If you see the following output in your terminal or console, it suggests that the dataset has been successfully loaded into GIE.

Properties: Property(0, eid, LONG, False, ), Property(1, label, STRING, False, )
Comment: Relations: [Relation(source='Person', destination='Person')]
type: EDGE
Label: daughter_in_law_of_grandson_of
Properties: Property(0, eid, LONG, False, ), Property(1, label, STRING, False, )
Comment: Relations: [Relation(source='Person', destination='Person')]
type: EDGE
Label: wife_of
Properties: Property(0, eid, LONG, False, ), Property(1, label, STRING, False, )
Comment: Relations: [Relation(source='Person', destination='Person')]
type: EDGE
...

3. Set Endpoint and API Key#

Since GIE’s LLM assistant module uses OpenAI’s API, you should set your endpoint and API key before using it:

endpoint = "https://xxx" # use your endpoint 
api_key = "xxx" # replace to your own api key

4. Generate Graph Query Sentence from Questions#

In GIE’s LLM assistant module, the query_to_cypher function allows you to generate corresponding query sentences from provided questions.

from graphscope.langchain_prompt.query import query_to_cypher

Simply define your question and pass it to query_to_cypher.
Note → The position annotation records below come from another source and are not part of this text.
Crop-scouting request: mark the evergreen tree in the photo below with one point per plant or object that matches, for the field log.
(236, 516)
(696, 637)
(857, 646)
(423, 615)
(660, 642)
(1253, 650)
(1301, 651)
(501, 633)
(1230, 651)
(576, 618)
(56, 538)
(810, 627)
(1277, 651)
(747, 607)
It will generate the corresponding Cypher queries based on the question and the information of the loaded graph. Here’s an example of the LLM assistant generating Cypher queries for the question, ‘Whose son is Baoyu Jia?”

from graphscope.langchain_prompt.query import query_to_cypher
question = "贾宝玉是谁的儿子?"
cypher_sentence = query_to_cypher(graph, question, endpoint=endpoint, api_key=api_key)
print(cypher_sentence)

The query sentence would be like:

MATCH (p:Person)-[:son_of]->(q:Person)
WHERE p.name = '贾宝玉'
RETURN q.name

Please note that the generated query sentence may not be 100% correct, and you have the option to edit the query sentence as needed.

5. Execute Generated Query Sentence with GIE#

Lastly, you can execute the generated Cypher query in the built-in GIE interactive sessions. Here is an example.

# Start the GIE interactive session
g = gs.interactive(graph, params={'neo4j.bolt.server.disabled': 'false', 'neo4j.bolt.server.port': 7687})
# Submit the query sentence
q1 = g.execute(cypher_sentence, lang="cypher")
# Check the query results
print(q1.records)

Here the output would be “贾政”, which is accurate according to the story of Dream of the Red Chamber.